Before fall came again and the seasonal rains set in, we moved our little abode to a higher, safer place. This time we selected a sloping plateau sort of up on the side of he ravine so that we would have no more worries about floods.

We dug out about two feet of the earth in order to make the roof higher, enlarged the whole thing and put a tin roof on it. When we had finished this and were again settled, we started building a house for our chickens. I helped Bolly make the adobes and he got a man to help lay them. He cut and trimmed cedar posts which grew right there on the place, and made the roof these, covering them with brush and dirt.

We made two large windows in the front and covered them with scraps of chicken wire. In actual cash this chicken house cost us fifty cents. Bolly had to buy two cross ties to put over the windows.

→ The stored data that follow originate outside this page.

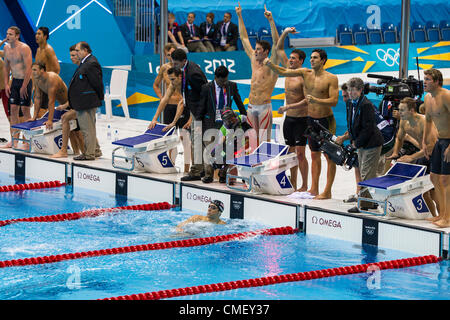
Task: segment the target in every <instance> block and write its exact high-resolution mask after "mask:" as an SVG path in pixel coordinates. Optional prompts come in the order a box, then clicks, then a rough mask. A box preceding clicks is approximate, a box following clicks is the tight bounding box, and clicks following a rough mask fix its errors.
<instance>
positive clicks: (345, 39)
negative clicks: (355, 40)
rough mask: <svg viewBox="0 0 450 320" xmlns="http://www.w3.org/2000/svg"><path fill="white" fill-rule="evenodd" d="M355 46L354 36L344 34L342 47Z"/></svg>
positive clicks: (341, 35)
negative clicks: (342, 46) (344, 46)
mask: <svg viewBox="0 0 450 320" xmlns="http://www.w3.org/2000/svg"><path fill="white" fill-rule="evenodd" d="M352 44H353V35H352V33H351V32H342V33H341V39H340V45H341V46H351V45H352Z"/></svg>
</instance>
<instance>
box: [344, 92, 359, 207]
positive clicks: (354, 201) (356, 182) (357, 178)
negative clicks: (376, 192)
mask: <svg viewBox="0 0 450 320" xmlns="http://www.w3.org/2000/svg"><path fill="white" fill-rule="evenodd" d="M341 90H342V100H343V101H344V103H345V104H346V105H347V101H348V100H349V99H350V97H349V95H348V87H347V84H346V83H344V84H343V85H342V86H341ZM354 168H355V182H356V193H355V194H352V195H350V196H349V197H348V198H347V199H345V200H344V202H346V203H350V202H357V201H358V193H359V191H360V190H361V187H360V186H359V184H358V183H359V182H361V174H360V173H359V167H358V166H355V167H354Z"/></svg>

Now, that I had such a nice chicken house I had to make use of it, of course, I started raising all the chickens I could. I set every one of my little brood of hens,. Besides being so fond of fried chicken we loved to raise chickens. So we had all the fried chicken we could eat, sold several of them and saved all the pullets of the next year.  Of course the next year I had several more hens to set and succeed in raising quite a large flock, This flock practically made our living from then on.